第93章他们(1 / 3)
凄凉的黑山,在夜色的衬托下庞大得能够吃人。
风一吹,山中的树叶便发出阵阵如鬼哭般的声响,树叶飘飘然飞落,盖到了一处突起的野坟之上。
常藤生经过墓碑,卷起一阵小风,树叶又落到泥里,被常藤生一脚踩得稀碎。
踏着坎坷的泥土,常藤生最后在两块竖有牌位的坟前停下脚步。
面对父母的两座坟,他没有带纸钱黄纸,只把自己带来了。
常藤生盯着牌位看了一会,然后点燃四根白蜡烛,放到了坟各两边。
常藤生没有跪,反而颇具轻松地席地而坐,但他肩膀上的小纸人却不是,它跳了下来,折叠身子跪地祭拜。
常藤生说:“我以为我不会再回来了。”
咔擦——
叶子被踩碎的响声,这在宁静的夜晚中格外突兀。
“阿根,原来你在这。”
属于许如清的声音响起,由远及近,正朝他走过来。
常藤生瞥了眼小纸人的位置,已经机灵的消失不见,他在心里无声的笑了笑,转头对上了许如清的目光,他的眼里一如既往闪烁着温柔,只是这时的温柔又多了几分酸涩。
“我就说这山上怎么会有烛光呢,原来是你在这。”
许如清看了看烛光下常藤生忽明忽暗的脸,又看了看他背后的两座坟。
“阿根,这两位是你的父母?”许如清顺势也在常藤生旁边的地上坐下了,“那,那天你说的将你关在棺材里的人是你父亲这句话——”
常藤生道:“我骗你的。”
“当时我们不过一面之缘,我没必要事事都如实告诉你,你也没理由事事都知道。”常藤生顿了顿,不动神色观察许如清此时的表情,他问,“许大哥,你会怪我吗?”
许如清说:“怪你什么?”
常藤生道:“怪我撒谎骗你。”
本质上,直到现在他也并未完全相信许如清,总是下意识的想要试探他,试探他是否别有用心,所做的一切是否另有目的。

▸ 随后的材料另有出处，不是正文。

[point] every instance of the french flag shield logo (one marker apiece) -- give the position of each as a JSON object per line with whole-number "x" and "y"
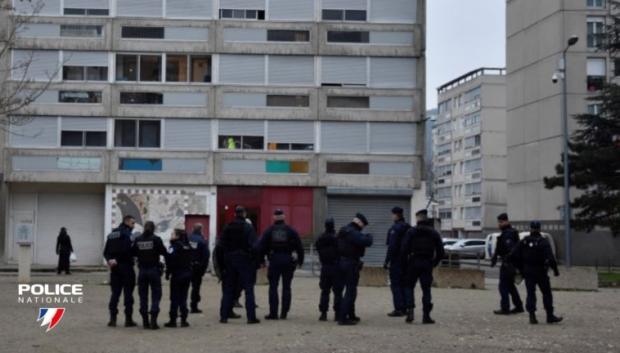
{"x": 50, "y": 317}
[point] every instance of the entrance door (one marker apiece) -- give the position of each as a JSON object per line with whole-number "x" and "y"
{"x": 191, "y": 220}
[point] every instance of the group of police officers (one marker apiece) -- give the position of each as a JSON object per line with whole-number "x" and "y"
{"x": 412, "y": 253}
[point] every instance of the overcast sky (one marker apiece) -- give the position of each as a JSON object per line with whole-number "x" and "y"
{"x": 462, "y": 35}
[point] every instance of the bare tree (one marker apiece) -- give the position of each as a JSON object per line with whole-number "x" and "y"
{"x": 17, "y": 89}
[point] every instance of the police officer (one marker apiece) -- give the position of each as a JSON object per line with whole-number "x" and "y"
{"x": 392, "y": 262}
{"x": 200, "y": 262}
{"x": 422, "y": 250}
{"x": 508, "y": 239}
{"x": 535, "y": 257}
{"x": 278, "y": 243}
{"x": 148, "y": 247}
{"x": 327, "y": 247}
{"x": 179, "y": 272}
{"x": 237, "y": 251}
{"x": 119, "y": 257}
{"x": 351, "y": 247}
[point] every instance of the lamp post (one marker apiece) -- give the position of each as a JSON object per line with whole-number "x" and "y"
{"x": 567, "y": 211}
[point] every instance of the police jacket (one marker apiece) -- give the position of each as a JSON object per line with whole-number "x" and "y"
{"x": 534, "y": 256}
{"x": 507, "y": 240}
{"x": 422, "y": 242}
{"x": 63, "y": 244}
{"x": 352, "y": 243}
{"x": 281, "y": 240}
{"x": 179, "y": 257}
{"x": 118, "y": 245}
{"x": 394, "y": 240}
{"x": 327, "y": 247}
{"x": 238, "y": 236}
{"x": 148, "y": 247}
{"x": 200, "y": 250}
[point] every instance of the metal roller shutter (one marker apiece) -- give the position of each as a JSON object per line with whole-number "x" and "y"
{"x": 81, "y": 214}
{"x": 291, "y": 10}
{"x": 378, "y": 212}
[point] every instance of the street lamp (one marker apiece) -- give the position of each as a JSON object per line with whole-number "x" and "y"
{"x": 562, "y": 74}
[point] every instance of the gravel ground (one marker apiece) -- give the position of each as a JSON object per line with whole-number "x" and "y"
{"x": 465, "y": 323}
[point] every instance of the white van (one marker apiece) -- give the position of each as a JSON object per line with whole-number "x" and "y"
{"x": 491, "y": 242}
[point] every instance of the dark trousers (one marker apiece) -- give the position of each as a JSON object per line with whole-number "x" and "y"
{"x": 149, "y": 278}
{"x": 349, "y": 276}
{"x": 329, "y": 282}
{"x": 197, "y": 272}
{"x": 122, "y": 280}
{"x": 179, "y": 287}
{"x": 508, "y": 289}
{"x": 63, "y": 262}
{"x": 274, "y": 273}
{"x": 239, "y": 269}
{"x": 542, "y": 281}
{"x": 396, "y": 286}
{"x": 419, "y": 270}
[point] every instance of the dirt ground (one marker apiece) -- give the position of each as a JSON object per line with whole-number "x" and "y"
{"x": 465, "y": 323}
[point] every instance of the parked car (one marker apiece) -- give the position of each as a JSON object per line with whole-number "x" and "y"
{"x": 491, "y": 243}
{"x": 467, "y": 248}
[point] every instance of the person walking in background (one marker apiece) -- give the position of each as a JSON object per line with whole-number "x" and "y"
{"x": 63, "y": 250}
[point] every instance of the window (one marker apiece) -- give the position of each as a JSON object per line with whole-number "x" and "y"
{"x": 83, "y": 139}
{"x": 79, "y": 96}
{"x": 242, "y": 14}
{"x": 143, "y": 32}
{"x": 348, "y": 37}
{"x": 81, "y": 31}
{"x": 276, "y": 100}
{"x": 142, "y": 98}
{"x": 344, "y": 15}
{"x": 348, "y": 102}
{"x": 132, "y": 67}
{"x": 596, "y": 29}
{"x": 280, "y": 35}
{"x": 361, "y": 168}
{"x": 137, "y": 133}
{"x": 228, "y": 142}
{"x": 86, "y": 12}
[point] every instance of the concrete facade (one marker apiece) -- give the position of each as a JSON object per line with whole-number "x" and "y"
{"x": 392, "y": 169}
{"x": 537, "y": 33}
{"x": 469, "y": 153}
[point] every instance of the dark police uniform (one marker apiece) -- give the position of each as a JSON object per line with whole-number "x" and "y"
{"x": 535, "y": 257}
{"x": 179, "y": 270}
{"x": 122, "y": 276}
{"x": 148, "y": 247}
{"x": 392, "y": 261}
{"x": 506, "y": 242}
{"x": 327, "y": 247}
{"x": 279, "y": 242}
{"x": 200, "y": 262}
{"x": 239, "y": 266}
{"x": 422, "y": 250}
{"x": 351, "y": 247}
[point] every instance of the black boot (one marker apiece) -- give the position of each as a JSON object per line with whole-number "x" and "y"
{"x": 154, "y": 325}
{"x": 129, "y": 321}
{"x": 409, "y": 318}
{"x": 112, "y": 322}
{"x": 145, "y": 321}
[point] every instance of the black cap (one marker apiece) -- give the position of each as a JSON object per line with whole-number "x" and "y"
{"x": 397, "y": 210}
{"x": 362, "y": 218}
{"x": 422, "y": 212}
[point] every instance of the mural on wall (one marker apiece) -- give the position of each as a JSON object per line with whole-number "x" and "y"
{"x": 165, "y": 207}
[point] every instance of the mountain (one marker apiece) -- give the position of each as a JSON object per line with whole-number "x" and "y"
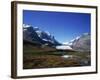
{"x": 81, "y": 43}
{"x": 34, "y": 34}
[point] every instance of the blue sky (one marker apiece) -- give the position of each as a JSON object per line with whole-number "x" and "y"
{"x": 65, "y": 26}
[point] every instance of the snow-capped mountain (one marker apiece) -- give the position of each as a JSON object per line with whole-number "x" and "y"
{"x": 31, "y": 33}
{"x": 81, "y": 43}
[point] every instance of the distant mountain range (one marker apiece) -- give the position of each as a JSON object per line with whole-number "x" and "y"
{"x": 81, "y": 43}
{"x": 35, "y": 35}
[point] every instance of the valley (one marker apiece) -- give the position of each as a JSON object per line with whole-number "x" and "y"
{"x": 48, "y": 57}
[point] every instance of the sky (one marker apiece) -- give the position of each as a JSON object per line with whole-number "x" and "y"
{"x": 65, "y": 26}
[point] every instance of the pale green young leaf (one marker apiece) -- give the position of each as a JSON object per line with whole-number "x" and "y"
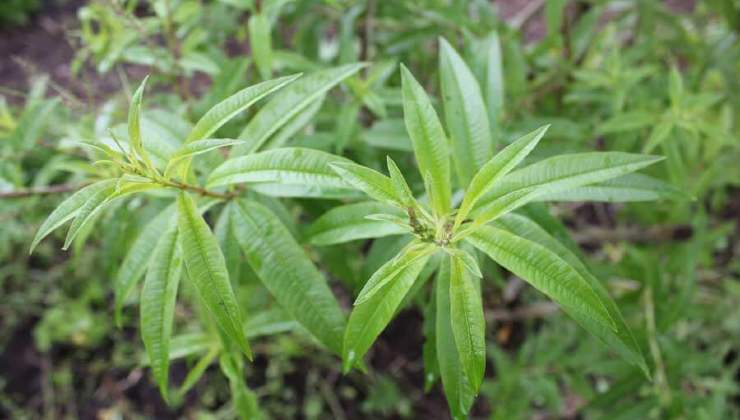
{"x": 627, "y": 188}
{"x": 158, "y": 305}
{"x": 68, "y": 209}
{"x": 465, "y": 114}
{"x": 87, "y": 213}
{"x": 206, "y": 267}
{"x": 260, "y": 43}
{"x": 369, "y": 319}
{"x": 543, "y": 269}
{"x": 496, "y": 168}
{"x": 403, "y": 191}
{"x": 457, "y": 388}
{"x": 390, "y": 270}
{"x": 370, "y": 181}
{"x": 227, "y": 109}
{"x": 138, "y": 257}
{"x": 292, "y": 166}
{"x": 429, "y": 140}
{"x": 349, "y": 222}
{"x": 468, "y": 323}
{"x": 288, "y": 274}
{"x": 195, "y": 148}
{"x": 289, "y": 103}
{"x": 555, "y": 175}
{"x": 620, "y": 340}
{"x": 134, "y": 123}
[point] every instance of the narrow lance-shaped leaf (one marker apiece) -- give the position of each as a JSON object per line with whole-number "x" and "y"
{"x": 138, "y": 257}
{"x": 134, "y": 123}
{"x": 622, "y": 341}
{"x": 286, "y": 271}
{"x": 293, "y": 166}
{"x": 290, "y": 102}
{"x": 368, "y": 319}
{"x": 429, "y": 141}
{"x": 68, "y": 209}
{"x": 227, "y": 109}
{"x": 465, "y": 113}
{"x": 207, "y": 269}
{"x": 554, "y": 175}
{"x": 496, "y": 168}
{"x": 543, "y": 269}
{"x": 390, "y": 270}
{"x": 457, "y": 388}
{"x": 370, "y": 181}
{"x": 468, "y": 323}
{"x": 350, "y": 222}
{"x": 158, "y": 305}
{"x": 627, "y": 188}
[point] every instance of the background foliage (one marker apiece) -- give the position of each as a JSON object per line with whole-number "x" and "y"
{"x": 630, "y": 76}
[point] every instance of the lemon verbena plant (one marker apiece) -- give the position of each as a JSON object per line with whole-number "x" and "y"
{"x": 467, "y": 210}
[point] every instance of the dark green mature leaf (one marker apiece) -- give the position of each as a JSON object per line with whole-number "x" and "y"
{"x": 465, "y": 114}
{"x": 207, "y": 269}
{"x": 429, "y": 140}
{"x": 292, "y": 166}
{"x": 134, "y": 123}
{"x": 289, "y": 103}
{"x": 545, "y": 270}
{"x": 457, "y": 388}
{"x": 555, "y": 175}
{"x": 369, "y": 319}
{"x": 286, "y": 271}
{"x": 468, "y": 323}
{"x": 138, "y": 257}
{"x": 630, "y": 187}
{"x": 158, "y": 305}
{"x": 350, "y": 222}
{"x": 622, "y": 341}
{"x": 496, "y": 168}
{"x": 69, "y": 209}
{"x": 227, "y": 109}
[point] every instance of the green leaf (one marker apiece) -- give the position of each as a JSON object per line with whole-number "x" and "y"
{"x": 372, "y": 182}
{"x": 158, "y": 305}
{"x": 369, "y": 319}
{"x": 465, "y": 114}
{"x": 496, "y": 168}
{"x": 349, "y": 222}
{"x": 87, "y": 213}
{"x": 630, "y": 187}
{"x": 286, "y": 271}
{"x": 207, "y": 269}
{"x": 457, "y": 388}
{"x": 134, "y": 123}
{"x": 555, "y": 175}
{"x": 389, "y": 271}
{"x": 620, "y": 340}
{"x": 260, "y": 43}
{"x": 227, "y": 109}
{"x": 68, "y": 209}
{"x": 543, "y": 269}
{"x": 429, "y": 140}
{"x": 197, "y": 147}
{"x": 468, "y": 323}
{"x": 289, "y": 103}
{"x": 138, "y": 257}
{"x": 292, "y": 166}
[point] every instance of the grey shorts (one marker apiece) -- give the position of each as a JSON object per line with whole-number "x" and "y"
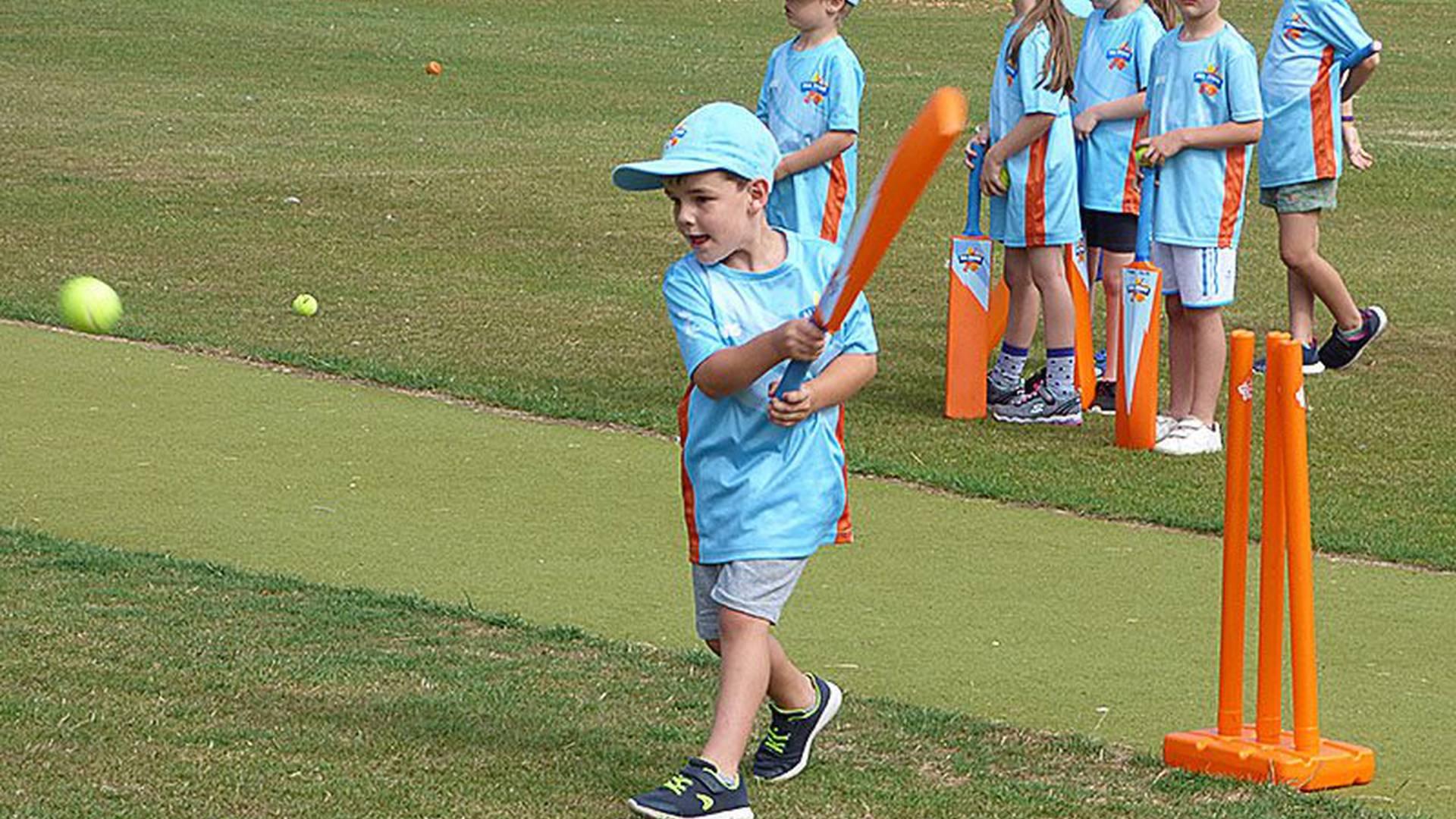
{"x": 758, "y": 588}
{"x": 1302, "y": 197}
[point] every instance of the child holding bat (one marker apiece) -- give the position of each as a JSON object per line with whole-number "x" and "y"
{"x": 1315, "y": 42}
{"x": 810, "y": 101}
{"x": 1111, "y": 80}
{"x": 764, "y": 480}
{"x": 1204, "y": 115}
{"x": 1030, "y": 172}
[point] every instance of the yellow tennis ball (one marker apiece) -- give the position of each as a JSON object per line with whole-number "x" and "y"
{"x": 89, "y": 305}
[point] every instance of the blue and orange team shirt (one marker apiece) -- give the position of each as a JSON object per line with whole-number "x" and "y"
{"x": 1203, "y": 83}
{"x": 753, "y": 490}
{"x": 805, "y": 95}
{"x": 1114, "y": 63}
{"x": 1041, "y": 206}
{"x": 1312, "y": 44}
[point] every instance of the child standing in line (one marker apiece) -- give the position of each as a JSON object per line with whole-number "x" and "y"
{"x": 1204, "y": 115}
{"x": 764, "y": 479}
{"x": 1111, "y": 82}
{"x": 1313, "y": 44}
{"x": 1036, "y": 215}
{"x": 810, "y": 101}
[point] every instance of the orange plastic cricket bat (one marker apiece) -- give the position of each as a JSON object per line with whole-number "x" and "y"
{"x": 890, "y": 202}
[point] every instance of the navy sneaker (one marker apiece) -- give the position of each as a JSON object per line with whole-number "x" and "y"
{"x": 1104, "y": 403}
{"x": 1338, "y": 352}
{"x": 696, "y": 792}
{"x": 785, "y": 748}
{"x": 1312, "y": 365}
{"x": 995, "y": 395}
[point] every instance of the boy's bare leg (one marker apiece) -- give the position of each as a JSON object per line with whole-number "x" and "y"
{"x": 1050, "y": 278}
{"x": 1209, "y": 353}
{"x": 1299, "y": 249}
{"x": 743, "y": 681}
{"x": 1180, "y": 360}
{"x": 1112, "y": 265}
{"x": 1025, "y": 302}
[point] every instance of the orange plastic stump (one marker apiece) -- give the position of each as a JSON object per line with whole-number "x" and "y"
{"x": 1331, "y": 765}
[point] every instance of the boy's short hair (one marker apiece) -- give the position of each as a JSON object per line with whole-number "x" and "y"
{"x": 720, "y": 136}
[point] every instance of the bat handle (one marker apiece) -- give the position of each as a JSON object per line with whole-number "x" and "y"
{"x": 792, "y": 376}
{"x": 973, "y": 193}
{"x": 1145, "y": 216}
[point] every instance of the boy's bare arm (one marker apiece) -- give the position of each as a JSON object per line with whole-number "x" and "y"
{"x": 1112, "y": 110}
{"x": 1210, "y": 137}
{"x": 837, "y": 384}
{"x": 819, "y": 152}
{"x": 731, "y": 369}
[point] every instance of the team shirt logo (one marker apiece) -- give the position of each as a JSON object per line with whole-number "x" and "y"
{"x": 1296, "y": 27}
{"x": 970, "y": 261}
{"x": 1117, "y": 58}
{"x": 1209, "y": 80}
{"x": 814, "y": 89}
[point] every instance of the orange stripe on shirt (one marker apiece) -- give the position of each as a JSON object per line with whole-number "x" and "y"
{"x": 835, "y": 202}
{"x": 845, "y": 531}
{"x": 1131, "y": 187}
{"x": 1232, "y": 194}
{"x": 689, "y": 500}
{"x": 1036, "y": 219}
{"x": 1323, "y": 117}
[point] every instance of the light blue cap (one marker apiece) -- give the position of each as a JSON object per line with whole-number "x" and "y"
{"x": 720, "y": 136}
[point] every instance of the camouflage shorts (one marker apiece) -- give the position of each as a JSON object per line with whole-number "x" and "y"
{"x": 1301, "y": 197}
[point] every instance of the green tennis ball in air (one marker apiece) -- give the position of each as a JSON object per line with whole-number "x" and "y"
{"x": 305, "y": 305}
{"x": 89, "y": 305}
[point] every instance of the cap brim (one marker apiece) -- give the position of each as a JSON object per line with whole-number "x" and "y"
{"x": 648, "y": 175}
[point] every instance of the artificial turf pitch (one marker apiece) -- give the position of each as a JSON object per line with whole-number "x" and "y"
{"x": 1031, "y": 615}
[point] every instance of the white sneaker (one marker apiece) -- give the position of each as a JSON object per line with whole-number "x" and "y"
{"x": 1191, "y": 438}
{"x": 1165, "y": 426}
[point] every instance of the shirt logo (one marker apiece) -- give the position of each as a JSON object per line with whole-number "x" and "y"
{"x": 1209, "y": 80}
{"x": 1139, "y": 289}
{"x": 971, "y": 260}
{"x": 1117, "y": 58}
{"x": 1296, "y": 27}
{"x": 814, "y": 91}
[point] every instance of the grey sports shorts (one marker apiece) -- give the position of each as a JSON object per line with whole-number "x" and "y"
{"x": 758, "y": 588}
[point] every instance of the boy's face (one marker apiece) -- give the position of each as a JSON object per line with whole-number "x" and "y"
{"x": 810, "y": 15}
{"x": 1197, "y": 9}
{"x": 717, "y": 213}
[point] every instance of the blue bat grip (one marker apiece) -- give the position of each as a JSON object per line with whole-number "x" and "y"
{"x": 1145, "y": 216}
{"x": 973, "y": 193}
{"x": 792, "y": 376}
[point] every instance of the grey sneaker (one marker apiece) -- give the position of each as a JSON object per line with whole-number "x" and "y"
{"x": 1041, "y": 409}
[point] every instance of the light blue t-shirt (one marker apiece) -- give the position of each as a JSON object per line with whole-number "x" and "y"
{"x": 805, "y": 95}
{"x": 1114, "y": 63}
{"x": 753, "y": 490}
{"x": 1313, "y": 42}
{"x": 1040, "y": 207}
{"x": 1201, "y": 83}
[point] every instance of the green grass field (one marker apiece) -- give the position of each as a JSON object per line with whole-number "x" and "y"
{"x": 171, "y": 689}
{"x": 460, "y": 232}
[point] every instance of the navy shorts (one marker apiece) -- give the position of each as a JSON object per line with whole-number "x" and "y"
{"x": 1114, "y": 232}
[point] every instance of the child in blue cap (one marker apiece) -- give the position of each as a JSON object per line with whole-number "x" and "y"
{"x": 810, "y": 101}
{"x": 764, "y": 479}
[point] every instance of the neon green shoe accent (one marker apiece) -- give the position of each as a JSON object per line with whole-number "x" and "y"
{"x": 777, "y": 742}
{"x": 679, "y": 784}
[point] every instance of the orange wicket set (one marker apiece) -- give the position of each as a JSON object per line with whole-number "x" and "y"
{"x": 1263, "y": 751}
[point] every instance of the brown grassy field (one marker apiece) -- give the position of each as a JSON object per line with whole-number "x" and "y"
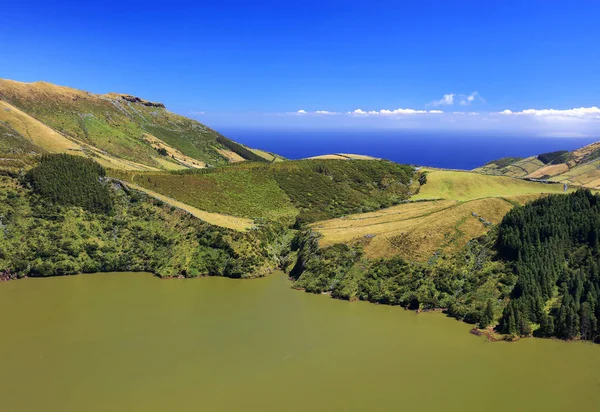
{"x": 468, "y": 205}
{"x": 343, "y": 156}
{"x": 38, "y": 133}
{"x": 416, "y": 231}
{"x": 444, "y": 184}
{"x": 217, "y": 219}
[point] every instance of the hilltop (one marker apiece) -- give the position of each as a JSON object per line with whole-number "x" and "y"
{"x": 580, "y": 167}
{"x": 119, "y": 131}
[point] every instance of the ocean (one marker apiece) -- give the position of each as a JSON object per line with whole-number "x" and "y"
{"x": 436, "y": 149}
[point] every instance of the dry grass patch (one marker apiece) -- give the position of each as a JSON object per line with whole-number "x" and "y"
{"x": 416, "y": 231}
{"x": 455, "y": 185}
{"x": 173, "y": 153}
{"x": 217, "y": 219}
{"x": 550, "y": 170}
{"x": 231, "y": 156}
{"x": 343, "y": 156}
{"x": 38, "y": 133}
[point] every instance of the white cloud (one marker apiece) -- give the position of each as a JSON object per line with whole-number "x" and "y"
{"x": 462, "y": 99}
{"x": 448, "y": 99}
{"x": 395, "y": 112}
{"x": 581, "y": 113}
{"x": 467, "y": 99}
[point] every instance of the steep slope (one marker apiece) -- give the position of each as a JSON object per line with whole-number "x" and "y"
{"x": 580, "y": 167}
{"x": 114, "y": 127}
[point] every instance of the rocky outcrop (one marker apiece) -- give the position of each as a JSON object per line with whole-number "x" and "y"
{"x": 134, "y": 99}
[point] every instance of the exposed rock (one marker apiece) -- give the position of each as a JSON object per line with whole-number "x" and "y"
{"x": 134, "y": 99}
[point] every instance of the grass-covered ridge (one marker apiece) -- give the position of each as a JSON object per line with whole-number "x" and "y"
{"x": 306, "y": 190}
{"x": 113, "y": 125}
{"x": 447, "y": 254}
{"x": 39, "y": 237}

常藤生说,他的父母与鬼打了一辈子交道,却在最后关头被活人给算计害死,成为了众多孤魂野鬼中的一员。
父母惨死的例子摆在面前,历历在目,刻骨铭心,常藤生无法忘却,这导致他必须时刻戒备,不可能会对任何一个陌生人掉以轻心。
尤其是一个有意对他善的陌生人。
常藤生问过许如清最多的一个问题就是:许大哥,你为什么对我那么好?我们素不相识,你没理由对我好。
许如清说,过去素不相识,未来来日方长。因为是你,所以我才对你好。
常藤生哑然,他总算明白了许如清嘴上挂的那句“我只是提前来见你而已”究竟是什么意思了。
“阿根。”许如清的目光忍不住在面前的坟前徘徊,“你父母是被什么人害死的?”
常藤生想了想,说:“小人?”
他的父母擅长通鬼,简单来说和阿灵娘属于同行,但肯定没有阿灵娘那么贪婪邪性,要吃活鸡活鸭,金童玉女,更多情况下,父母办事第一看眼缘,第二看程度,第三才看钱,钱根据程度而定。
许如清问:“程度是什么意思?棘手程度?”
常藤生点头:“嗯,事情越棘手,钱就要多收点,过于棘手难以办到便干脆婉拒,出再多钱都不接。”
“这样的规矩是用来保护他们自己的,实力有限,不该惹的不去惹。起初万事顺利,爹娘的本领好,事情办得干净,不仅村里,城中来的人更多,出手阔绰。”
“直到有一天,出意外了。”
常藤生眼里的光冷下来:“那人是挺有钱的,城里三妻四妾,赫赫有名的烟草商人,他口中描述出来的事情不难办,家里横死了一个五太太,她每晚在院子里推人窗户,又哭又笑,实在不安分。”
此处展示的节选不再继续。